Verminox
May 12th, 2008, 02:39 PM
The Challenge
Write a program implementing methods to serialize and unserialize (http://en.wikipedia.org/wiki/Serialization) data, specifically, Associative Arrays.
Description
You have to be able to take any variable, whether integer, float, string, or array, and serialize it to a string which can be stored somewhere and later unserialized to construct the same variable again.
Although this would seem simple for primitive data types, the main challenge is that your variable might very well be a complex array structure. For example it could be a 2D associative array with each array element having a varying data type.
Your serialize() function should create the string in such a way that your unserialize() function should restore the variable as it was, complete with having the same data types as before.
For an example, see PHP's built in serialize function.
echo serialize(5) . "\n"; // Integer
echo serialize( array( 'foo' => 'bar', 'eggs' => 'spam' ) ); // Associative array
i:5;
a:2:{s:3:"foo";s:3:"bar";s:4:"eggs";s:4:"spam";}
Of course, your format does not have to be like the one above. You can let your serialized string be of any format as long as you can safely unserialize it (see next section).
Needless to say, you can't use built-in functions such as the one above.
String Format
There are two paths you can take when creating your own format to store the serialized variables.
1. Compact.
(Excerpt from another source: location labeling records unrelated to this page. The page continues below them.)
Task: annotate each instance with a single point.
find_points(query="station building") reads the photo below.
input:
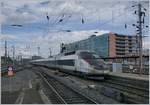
(106, 45)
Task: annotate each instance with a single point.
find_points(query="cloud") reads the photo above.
(7, 37)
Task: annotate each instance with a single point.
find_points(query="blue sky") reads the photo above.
(36, 30)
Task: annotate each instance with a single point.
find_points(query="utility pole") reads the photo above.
(50, 52)
(5, 51)
(140, 39)
(140, 23)
(38, 50)
(13, 48)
Reduce the size of the output string as much as possible. Basically, optimize the serialization process. This strategy is useful for large amounts of data. Your format does not have to human-readable at all. In fact, if you want to go extreme you can even work on the bit level if you are good with binary data handling.
2. Human Readable. If you choose this category your string format has to be neat and readable so that one can understand what the data is without even having to use the unserialize() function (you still have to implement that though :p). Here string size is not of importance. Human readable format includes anything from a simple comma separated list to a full fledged XML document. It's your choice, go wild!
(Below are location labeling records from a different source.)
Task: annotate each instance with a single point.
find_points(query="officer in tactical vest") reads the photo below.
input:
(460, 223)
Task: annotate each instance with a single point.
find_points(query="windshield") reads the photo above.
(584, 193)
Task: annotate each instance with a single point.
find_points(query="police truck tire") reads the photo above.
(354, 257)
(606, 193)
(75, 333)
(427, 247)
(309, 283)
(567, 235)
Choose any one path and go with it. No technnique is given special preference. But whichever technique you use, do it well :)
The PHP format as shown above is a hybrid. It tries to be human readable (but it's really not). It tries to be compact (but it's really not). You can use this format if you are not able to make your own but you will loose points for that.
Judging
Each entry will be graded for:
1. The Format. You can choose either of the above two techniques, no partiality here. But the strength of your technique gets you points. If you choose compact, it has to be really efficient. If you choose readable, it has to be clear and legible.
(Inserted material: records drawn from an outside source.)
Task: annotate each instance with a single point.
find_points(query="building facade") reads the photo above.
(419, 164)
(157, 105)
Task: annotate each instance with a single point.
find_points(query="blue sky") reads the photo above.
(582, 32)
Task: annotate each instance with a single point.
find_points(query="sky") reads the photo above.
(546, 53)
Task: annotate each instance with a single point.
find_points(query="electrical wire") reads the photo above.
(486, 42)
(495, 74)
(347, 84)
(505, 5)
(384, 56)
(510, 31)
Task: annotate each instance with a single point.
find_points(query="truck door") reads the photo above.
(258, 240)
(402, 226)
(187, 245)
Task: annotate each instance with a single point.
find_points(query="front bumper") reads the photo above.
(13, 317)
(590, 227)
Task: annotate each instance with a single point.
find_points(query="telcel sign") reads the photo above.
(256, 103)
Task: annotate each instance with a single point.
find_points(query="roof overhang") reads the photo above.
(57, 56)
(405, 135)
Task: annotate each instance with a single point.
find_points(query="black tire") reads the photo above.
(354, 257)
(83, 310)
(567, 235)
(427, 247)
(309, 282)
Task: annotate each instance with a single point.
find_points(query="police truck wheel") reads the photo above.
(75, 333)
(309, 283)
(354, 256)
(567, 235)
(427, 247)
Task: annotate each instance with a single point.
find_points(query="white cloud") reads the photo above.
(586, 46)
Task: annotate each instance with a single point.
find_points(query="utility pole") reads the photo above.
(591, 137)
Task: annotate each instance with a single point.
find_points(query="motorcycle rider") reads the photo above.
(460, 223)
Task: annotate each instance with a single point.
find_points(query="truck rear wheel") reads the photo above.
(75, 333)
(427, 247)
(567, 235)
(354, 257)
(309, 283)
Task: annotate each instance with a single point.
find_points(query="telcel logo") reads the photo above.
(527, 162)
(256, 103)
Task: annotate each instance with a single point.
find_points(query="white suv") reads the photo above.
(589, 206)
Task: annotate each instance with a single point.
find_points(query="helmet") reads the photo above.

2. Coding style. If your code is neat and tidy and maybe documented with comments then you are at an advantage.
Bonus Points: (Optional, Not Required)
1. Can handle serialization of Objects. This is easy to do in languages such as PHP which support variable variables for dynamic data member access, but in some languages it might just be impossible.
2. Error reporting for badly formatted strings.
Rules
1. You cannot use external libraries or inbuilt functions for serializing, unserializing, or parsing formats (if you choose XML, parse it yourself!)
2. You may use an external library for implementing associative arrays if your language does not support it (for example, usage of std::map in C++ is allowed)
3. You may use inbuilt functions for typecasting between primitives and strings (such as float to string, and string to float for the reverse process). But if a function exists to typecast arrays to strings and vice versa, you may not use that, as that would lose the point of making your own string format.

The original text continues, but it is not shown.